The sport in the nation has been rocked by a bribery investigation which resulted in two former high-ranking officials being handed 10-and-a-half-year prison sentences, while four former national team players are serving shorter terms.
So why would Didier Drogba, a soccer star who recently scored the penalty which crowned Chelsea champions of Europe, swap the bright lights of the English Premier League for mid-table mediocrity with Shanghai Shenhua?
It seems strange, but the Ivory Coast striker is the latest in a line of high-profile football figures to take advantage of the attractive salaries on offer in the Chinese Super League (CSL). He will reportedly be paid $315,000 a week -- the highest in the CSL.
"All these players going over there are past their prime and looking for one last big payday which will see them through for the rest of their lives," football agent Rob Shields told CNN. "It's definitely money motivated.
"It's the commercial side of it. That's what Chinese clubs pitch to the players and their agents. It's not the standard of football they are used to, but the money they can make on the commercial side is absolutely immense."
Drogba's former Chelsea teammate Nicolas Anelka made the switch in January, joining Shenhua on a two-year deal.
Italy's 2006 World Cup-winning coach Marcello Lippi was recently appointed at Guangzhou Evergrande, an ambitious club which has splashed out on South American players Dario Conca of Argentina and Paraguay's Lucas Barrios.
Where Shanghai and Guangzhou are concerned, the recruitment drive is being funded by wealthy individuals who, according to Simon Chadwick, professor of sport business strategy at England's Coventry University, see football as a way to gain political influence.
Guangzhou is owned by Xu Jiayin, chairman of the Evergrande Real Estate Group, while Shanghai's chairman Zhu Jun heads online gaming company The Nine City.
"Essentially they are vanity projects," Chadwick told CNN.
The idea behind bringing top-level players to the CSL is, he believes, related to an attitude which is prevalent within the Chinese national psyche.
"There is a Chinese phenomenon known as 'guanxi,' which translates literally as 'special relationship,' " explained Chadwick.
"Buying a club gives an owner good 'guanxi,' because it enables you to connect with politicians and other business people. Very often owners buy into clubs for those reasons.

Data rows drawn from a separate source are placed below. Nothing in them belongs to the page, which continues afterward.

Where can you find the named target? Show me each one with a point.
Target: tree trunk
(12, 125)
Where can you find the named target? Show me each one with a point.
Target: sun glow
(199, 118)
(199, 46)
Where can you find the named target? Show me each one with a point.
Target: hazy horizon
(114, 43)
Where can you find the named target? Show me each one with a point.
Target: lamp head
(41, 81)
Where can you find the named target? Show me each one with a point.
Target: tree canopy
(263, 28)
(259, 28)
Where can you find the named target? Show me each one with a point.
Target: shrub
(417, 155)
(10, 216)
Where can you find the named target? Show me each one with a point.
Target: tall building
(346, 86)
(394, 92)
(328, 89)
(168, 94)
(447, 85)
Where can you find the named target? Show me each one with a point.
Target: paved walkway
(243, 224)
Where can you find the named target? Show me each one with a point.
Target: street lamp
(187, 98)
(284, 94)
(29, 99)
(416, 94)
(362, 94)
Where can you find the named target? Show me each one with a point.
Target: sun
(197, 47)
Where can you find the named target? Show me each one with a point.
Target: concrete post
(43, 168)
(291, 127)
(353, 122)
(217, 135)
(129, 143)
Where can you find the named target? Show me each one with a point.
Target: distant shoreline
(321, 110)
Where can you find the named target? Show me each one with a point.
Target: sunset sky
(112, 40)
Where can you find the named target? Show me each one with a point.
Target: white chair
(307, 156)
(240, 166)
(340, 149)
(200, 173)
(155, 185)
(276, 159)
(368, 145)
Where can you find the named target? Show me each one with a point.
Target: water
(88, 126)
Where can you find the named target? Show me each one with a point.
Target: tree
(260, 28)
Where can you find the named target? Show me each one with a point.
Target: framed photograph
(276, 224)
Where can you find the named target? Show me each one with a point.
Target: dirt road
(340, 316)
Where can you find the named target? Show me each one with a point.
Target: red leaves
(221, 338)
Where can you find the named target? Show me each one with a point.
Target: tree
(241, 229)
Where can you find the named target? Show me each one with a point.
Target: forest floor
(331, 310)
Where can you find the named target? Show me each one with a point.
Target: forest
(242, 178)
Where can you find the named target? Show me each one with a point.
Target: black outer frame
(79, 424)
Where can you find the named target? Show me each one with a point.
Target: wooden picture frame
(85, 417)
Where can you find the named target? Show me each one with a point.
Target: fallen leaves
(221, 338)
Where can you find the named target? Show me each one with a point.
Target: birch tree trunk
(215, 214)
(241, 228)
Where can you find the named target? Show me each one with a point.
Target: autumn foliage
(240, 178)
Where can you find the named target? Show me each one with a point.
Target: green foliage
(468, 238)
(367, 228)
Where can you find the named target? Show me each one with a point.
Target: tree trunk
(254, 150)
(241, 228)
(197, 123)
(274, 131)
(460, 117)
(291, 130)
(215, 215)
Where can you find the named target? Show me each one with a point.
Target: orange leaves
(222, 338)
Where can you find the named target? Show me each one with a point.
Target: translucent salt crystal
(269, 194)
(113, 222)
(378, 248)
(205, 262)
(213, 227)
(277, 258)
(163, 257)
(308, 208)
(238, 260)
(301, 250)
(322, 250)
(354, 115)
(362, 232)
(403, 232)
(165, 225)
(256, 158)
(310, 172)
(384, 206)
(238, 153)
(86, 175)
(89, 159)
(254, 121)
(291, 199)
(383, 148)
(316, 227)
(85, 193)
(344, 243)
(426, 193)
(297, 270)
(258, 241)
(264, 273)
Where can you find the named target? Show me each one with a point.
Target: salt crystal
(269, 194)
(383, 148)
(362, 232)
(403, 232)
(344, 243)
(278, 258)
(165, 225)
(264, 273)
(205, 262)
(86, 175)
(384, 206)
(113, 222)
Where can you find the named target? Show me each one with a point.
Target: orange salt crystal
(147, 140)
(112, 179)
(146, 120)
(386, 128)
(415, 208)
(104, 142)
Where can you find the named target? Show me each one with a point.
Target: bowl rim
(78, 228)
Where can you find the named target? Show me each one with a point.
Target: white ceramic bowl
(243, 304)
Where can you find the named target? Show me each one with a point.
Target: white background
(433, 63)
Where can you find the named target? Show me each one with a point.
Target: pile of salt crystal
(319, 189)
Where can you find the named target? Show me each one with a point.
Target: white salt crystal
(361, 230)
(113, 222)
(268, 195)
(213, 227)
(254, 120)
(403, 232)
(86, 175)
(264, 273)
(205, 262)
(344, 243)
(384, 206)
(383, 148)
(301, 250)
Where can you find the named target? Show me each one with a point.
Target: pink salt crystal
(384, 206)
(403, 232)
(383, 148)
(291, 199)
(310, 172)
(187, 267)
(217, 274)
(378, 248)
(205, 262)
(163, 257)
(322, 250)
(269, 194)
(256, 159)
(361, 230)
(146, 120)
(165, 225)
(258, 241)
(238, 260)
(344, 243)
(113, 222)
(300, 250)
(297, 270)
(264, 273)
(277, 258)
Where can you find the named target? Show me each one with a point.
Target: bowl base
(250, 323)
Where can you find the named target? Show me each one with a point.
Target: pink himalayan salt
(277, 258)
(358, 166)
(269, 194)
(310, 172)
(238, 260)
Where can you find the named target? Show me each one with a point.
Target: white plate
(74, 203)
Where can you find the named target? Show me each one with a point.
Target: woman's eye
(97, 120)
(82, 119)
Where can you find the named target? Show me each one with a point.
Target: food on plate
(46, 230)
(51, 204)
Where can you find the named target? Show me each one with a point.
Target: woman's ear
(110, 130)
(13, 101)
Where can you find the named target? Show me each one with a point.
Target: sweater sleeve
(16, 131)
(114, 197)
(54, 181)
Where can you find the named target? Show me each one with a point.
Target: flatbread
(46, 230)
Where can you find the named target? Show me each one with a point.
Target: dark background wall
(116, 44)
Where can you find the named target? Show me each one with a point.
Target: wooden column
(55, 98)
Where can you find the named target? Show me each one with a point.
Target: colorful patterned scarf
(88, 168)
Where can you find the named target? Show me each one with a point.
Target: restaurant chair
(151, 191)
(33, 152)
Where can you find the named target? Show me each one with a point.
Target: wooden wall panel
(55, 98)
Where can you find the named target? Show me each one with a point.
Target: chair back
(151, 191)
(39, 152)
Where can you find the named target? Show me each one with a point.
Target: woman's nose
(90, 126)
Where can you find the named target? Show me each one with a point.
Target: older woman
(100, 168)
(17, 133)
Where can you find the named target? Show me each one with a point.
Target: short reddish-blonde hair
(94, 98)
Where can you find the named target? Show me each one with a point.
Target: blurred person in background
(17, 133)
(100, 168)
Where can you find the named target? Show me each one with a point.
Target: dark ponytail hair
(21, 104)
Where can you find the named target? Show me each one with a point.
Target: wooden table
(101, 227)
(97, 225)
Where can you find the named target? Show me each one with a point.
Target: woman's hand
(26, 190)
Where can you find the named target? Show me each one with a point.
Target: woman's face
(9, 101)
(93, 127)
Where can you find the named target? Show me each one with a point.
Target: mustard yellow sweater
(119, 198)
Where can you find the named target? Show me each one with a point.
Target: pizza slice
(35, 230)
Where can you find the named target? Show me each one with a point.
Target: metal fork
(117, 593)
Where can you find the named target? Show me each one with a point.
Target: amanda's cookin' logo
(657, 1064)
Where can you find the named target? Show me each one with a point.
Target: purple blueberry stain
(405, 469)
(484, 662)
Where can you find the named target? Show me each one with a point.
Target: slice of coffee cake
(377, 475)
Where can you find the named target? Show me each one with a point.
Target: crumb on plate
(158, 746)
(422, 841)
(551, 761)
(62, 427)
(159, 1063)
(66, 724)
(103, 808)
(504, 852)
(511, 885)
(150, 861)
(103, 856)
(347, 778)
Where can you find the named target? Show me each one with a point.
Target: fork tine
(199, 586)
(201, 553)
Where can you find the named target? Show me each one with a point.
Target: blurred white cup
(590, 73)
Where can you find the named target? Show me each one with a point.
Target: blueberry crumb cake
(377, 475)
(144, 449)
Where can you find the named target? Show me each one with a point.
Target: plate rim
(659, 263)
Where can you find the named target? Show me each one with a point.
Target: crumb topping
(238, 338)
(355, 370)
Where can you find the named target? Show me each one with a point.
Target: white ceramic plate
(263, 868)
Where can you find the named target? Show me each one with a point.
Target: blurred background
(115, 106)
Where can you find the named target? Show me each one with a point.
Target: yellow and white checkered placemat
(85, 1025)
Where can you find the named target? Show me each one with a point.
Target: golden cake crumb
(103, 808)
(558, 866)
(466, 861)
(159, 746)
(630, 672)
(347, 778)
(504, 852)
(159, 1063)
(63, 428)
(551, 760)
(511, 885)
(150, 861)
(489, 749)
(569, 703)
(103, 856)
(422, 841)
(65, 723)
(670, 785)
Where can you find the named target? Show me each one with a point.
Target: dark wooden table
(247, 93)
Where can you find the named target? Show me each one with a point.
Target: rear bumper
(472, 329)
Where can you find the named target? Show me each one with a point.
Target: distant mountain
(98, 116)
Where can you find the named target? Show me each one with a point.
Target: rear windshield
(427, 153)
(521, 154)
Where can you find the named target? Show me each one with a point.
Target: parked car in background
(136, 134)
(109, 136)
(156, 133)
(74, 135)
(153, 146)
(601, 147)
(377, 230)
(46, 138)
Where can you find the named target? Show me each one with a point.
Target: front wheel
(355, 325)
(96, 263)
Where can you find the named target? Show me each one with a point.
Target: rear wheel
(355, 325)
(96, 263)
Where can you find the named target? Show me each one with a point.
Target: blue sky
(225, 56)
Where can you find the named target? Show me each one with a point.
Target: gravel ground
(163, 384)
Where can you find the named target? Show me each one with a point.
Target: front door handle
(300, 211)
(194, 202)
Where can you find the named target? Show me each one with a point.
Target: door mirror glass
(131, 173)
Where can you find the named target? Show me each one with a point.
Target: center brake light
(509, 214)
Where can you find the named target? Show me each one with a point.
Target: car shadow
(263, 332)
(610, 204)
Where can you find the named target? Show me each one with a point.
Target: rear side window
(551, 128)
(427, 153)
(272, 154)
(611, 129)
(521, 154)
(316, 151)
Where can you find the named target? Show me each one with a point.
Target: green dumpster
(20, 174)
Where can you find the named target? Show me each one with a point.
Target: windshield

"If Chinese football is successful globally, it makes China look good and it makes the politicians look good. What buying a club does is give the owners a certain amount of political influence."
Despite luring stars such as Drogba and Anelka away from Europe's finest competitions, the CSL is yet to truly capture the public's imagination. This is partly down to the reputation the sport has among China's 1.3 billion inhabitants.
A recent crackdown on corruption saw Nan Yong and Xie Yalong, two former directors of the Chinese Football Administrative Center, sent to prison for over a decade after being found guilty of accepting bribes.
Former national team midfielder Shen Si, who played for China 39 times between 1995 and 2002, was sentenced to six years behind bars, while former teammates Qi Hong, Jiang Jin and Li Ming will spend five and a half years in jail.
"There are a lot of allegations of bribery, match-fixing, corruption," said Chadwick. "In terms of the general public, it is largely switched off to Chinese football, because they are aware many of the people involved in the game are not straight.
"Not only do fans not want to watch football which is fixed, at the same time parents don't want their kids associated with something which has got such a poor record and high profile in terms of corruption.
"There are far superior products out there, such as Spain's La Liga, the EPL and Italy's Serie A. The likes of Manchester United and Real Madrid think of China and big money, but the reality is football is a minority sport in China."
While investment attracts players with global reputations, it does little to aid the development of young Chinese talent, meaning little or no benefit is felt by the national team -- which is 73rd in the FIFA world rankings.
With China struggling to establish itself as a true football power, Chadwick said the money being spent on foreign players could instead be redirected to develop an infrastructure which would help develop promising youngsters.
"If you look at Conca, he stands out from the crowd because he is so superior. The standard of his play is so superior compared to the local players," Chadwick said.
"Chinese football clubs are investing very little in grassroots. Investment and spending is heavily skewed towards the professional level and not towards the development of the game."